Et il paraissait en proie à une sorte de délire.

L’homme gris le prit par la main :

– Calme-toi, dit-il, tâche de retrouver ton sang-froid ; je sauverai ta fille !

– Vous la sauverez !

– Oui, si tu me promets de faire ce que je te demande, et tu vas voir que ce que je te demande est possible.

Jefferies se sentait un peu soulagé, et ce fut avec une sorte d’avidité qu’il leva de nouveau les yeux sur son interlocuteur.

– Écoute-moi bien et réponds-moi nettement, reprit l’homme gris :

Si Calcraff était malade, le remplacerais-tu ?

– Non. On ferait venir l’exécuteur de Manchester ou de Liverpool.

– Sans doute, si on avait le temps. Mais suppose une chose. Il est six heures et demie du matin, l’échafaud est dressé, le peuple s’agite et gronde à l’entour de Newgate. Le condamné est prêt… les draps blancs entre lesquels il doit traverser la cuisine sont tendus, et le malheureux s’achemine vers la fatale porte, soutenu par Calcraff et par le prêtre.

– Eh bien ? demanda Jefferies qui ne comprenait pas.

– Calcraff n’a plus que quelques pas à faire, poursuivit l’homme gris. Tout à coup, il s’arrête, chancelle, et se trouve mal. Aura-t-on le temps d’envoyer chercher le bourreau de Manchester ?

– Oh ! non.

– Alors, c’est toi qui feras la besogne de Calcraff.

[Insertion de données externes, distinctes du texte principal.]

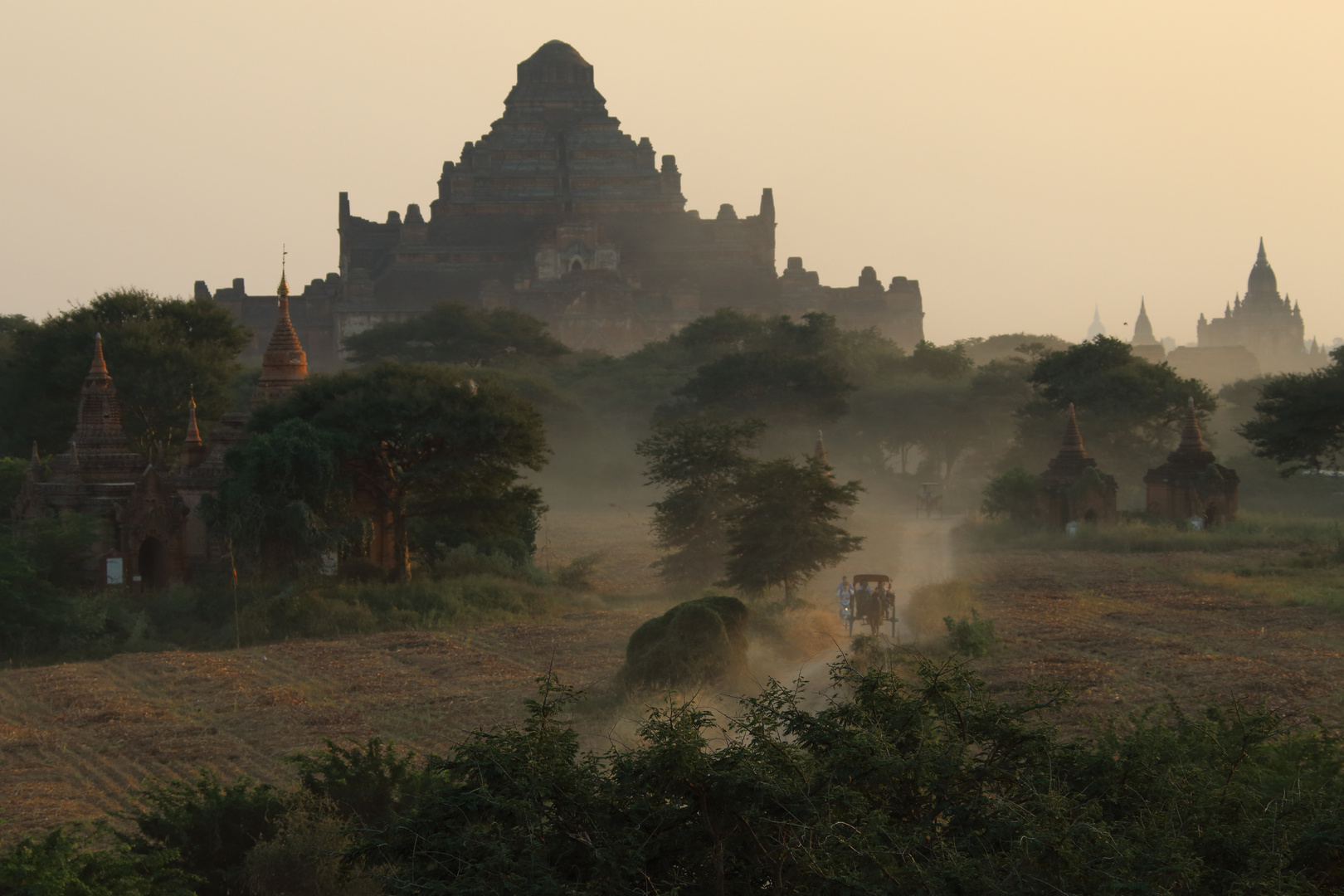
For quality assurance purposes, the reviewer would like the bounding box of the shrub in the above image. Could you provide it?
[119,770,284,896]
[942,608,999,660]
[555,553,602,591]
[981,466,1040,523]
[625,595,747,686]
[290,738,419,827]
[0,827,199,896]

– Oui, mais Calcraff se porte bien.

– Qui sait ?

Et, posant de nouveau la main sur l’épaule de Jefferies, l’homme gris ajouta :

– Sans moi, ta fille serait morte depuis huit jours, et cependant elle vivra. Crois-tu donc que je ne puisse faire des choses impossibles en apparence ?

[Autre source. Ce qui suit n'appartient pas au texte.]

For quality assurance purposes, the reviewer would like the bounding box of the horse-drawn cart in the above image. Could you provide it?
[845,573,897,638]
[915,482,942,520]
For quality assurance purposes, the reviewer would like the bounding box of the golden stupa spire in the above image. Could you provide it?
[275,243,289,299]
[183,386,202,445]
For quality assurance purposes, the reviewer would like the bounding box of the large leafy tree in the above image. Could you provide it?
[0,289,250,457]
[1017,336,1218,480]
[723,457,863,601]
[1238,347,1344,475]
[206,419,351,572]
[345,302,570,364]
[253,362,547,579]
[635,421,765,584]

Jefferies le regardait toujours.

– Écoute encore, reprit-il. Ce que je te disais tout à l’heure arrivera. Au dernier moment, Calcraff tombera foudroyé. Alors c’est toi qui le remplaceras.

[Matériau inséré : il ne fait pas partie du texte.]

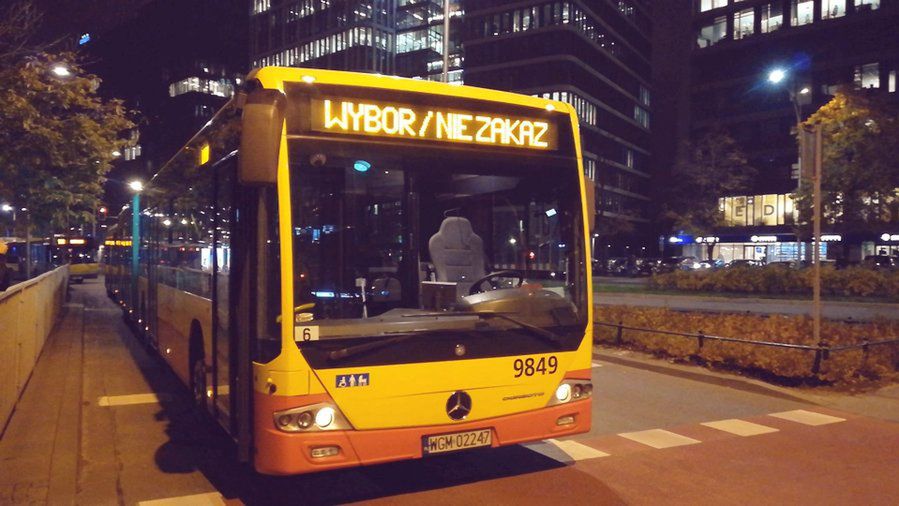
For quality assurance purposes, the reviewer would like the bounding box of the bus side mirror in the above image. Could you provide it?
[584,177,596,234]
[238,88,287,184]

– Eh bien ! fit Jefferries frémissant, que voulez-vous que je fasse ?

– Tu passeras la corde au cou de John Colden.

– Bon.

– Tu lui enfonceras le bonnet sur les yeux.

– Et puis ?

– Tu feras jouer la trappe et tu le lanceras dans l’éternité.

– Mais, dit Jefferies d’une voix étranglée, et regardant Suzannah qui frissonnait et pleurait, ce n’est point la vie de John Colden que vous me demandez, c’est sa mort.

Un sourire glissa sur les lèvres de l’homme gris.

– Tu porteras la corde, qui doit servir demain à l’exécution, à un endroit que je te désignerai.

Nous nous arrangerons de façon qu’elle ne serre pas trop le cou de John Colden, acheva l’homme gris.

Jefferies continuait à ne pas comprendre.

Mais il commençait à avoir une foi aveugle en cet homme qui disputait si victorieusement sa fille à la mort.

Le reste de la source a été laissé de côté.